Among her self-confessed literary references are Flora Nwapa, Grace Ogot, Chinua Achebe (who encouraged her to publish her first collections of poems) and Okot p’Bitek. She signed fifteen books, including two plays and three monographs, and edited several magazines. Her works include Disillusioned, also published in 1976, which describes the hypocrisy of religious cults, and the collection of poems Daughter of my peoples, sing!, which reflects her political and social, left-wing and feminist convictions. In 1998 she published My mother’s poem and other songs. She also completed a PhD in Letters at the University of Nairobi and received the Flora Nwapa Award for Excellence in Writing, the Faculty of Arts and Sciences Award for Excellence in Teaching at Master’s Level and the Mwalimu Julius Nyerere Award from the University of Dar es Salaam (Tanzania).

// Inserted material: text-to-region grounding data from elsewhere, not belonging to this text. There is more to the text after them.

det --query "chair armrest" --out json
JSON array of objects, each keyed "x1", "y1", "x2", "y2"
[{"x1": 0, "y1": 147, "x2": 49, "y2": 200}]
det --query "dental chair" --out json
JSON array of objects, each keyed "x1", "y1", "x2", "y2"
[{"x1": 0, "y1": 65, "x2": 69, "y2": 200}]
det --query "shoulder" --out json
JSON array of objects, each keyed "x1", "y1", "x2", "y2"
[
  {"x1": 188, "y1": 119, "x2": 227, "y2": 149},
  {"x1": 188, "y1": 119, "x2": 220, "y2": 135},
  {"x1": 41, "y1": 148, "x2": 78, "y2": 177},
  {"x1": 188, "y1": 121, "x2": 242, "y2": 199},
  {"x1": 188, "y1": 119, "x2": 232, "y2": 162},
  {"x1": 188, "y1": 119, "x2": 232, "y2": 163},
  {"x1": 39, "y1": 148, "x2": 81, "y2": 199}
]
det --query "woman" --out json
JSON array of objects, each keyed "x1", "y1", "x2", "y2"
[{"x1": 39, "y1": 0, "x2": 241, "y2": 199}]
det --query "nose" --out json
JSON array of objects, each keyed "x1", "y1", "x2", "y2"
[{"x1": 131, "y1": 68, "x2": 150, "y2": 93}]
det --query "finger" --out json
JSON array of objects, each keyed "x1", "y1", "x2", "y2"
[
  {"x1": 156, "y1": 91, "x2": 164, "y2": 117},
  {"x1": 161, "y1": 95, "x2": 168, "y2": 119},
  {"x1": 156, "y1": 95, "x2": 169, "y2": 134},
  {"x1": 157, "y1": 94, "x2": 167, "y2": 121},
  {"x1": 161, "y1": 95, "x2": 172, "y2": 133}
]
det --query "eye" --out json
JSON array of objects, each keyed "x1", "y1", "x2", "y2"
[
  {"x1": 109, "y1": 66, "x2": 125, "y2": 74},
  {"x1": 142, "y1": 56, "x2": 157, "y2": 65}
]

On the social side, she has been a spokesperson for Amnesty International causes and was the founder and president of the Pan-African Community of Central New York, where she established volunteer programmes in two prisons. She also received the Distinguished Africanist Award from the African Studies Association of New York for her contribution to scholarship and the Nelson Mandela Leadership Award. Her works include political and philosophical texts such as African Orature and Human Rights (1991), The imperative of Utu/Ubuntu in Africana scholarship (2021) and Writing & Speaking from the Heart of My Mind. On the 50th anniversary of Kenya’s independence and birth in December 2013, she was honoured as an Elder with the Burning Spear.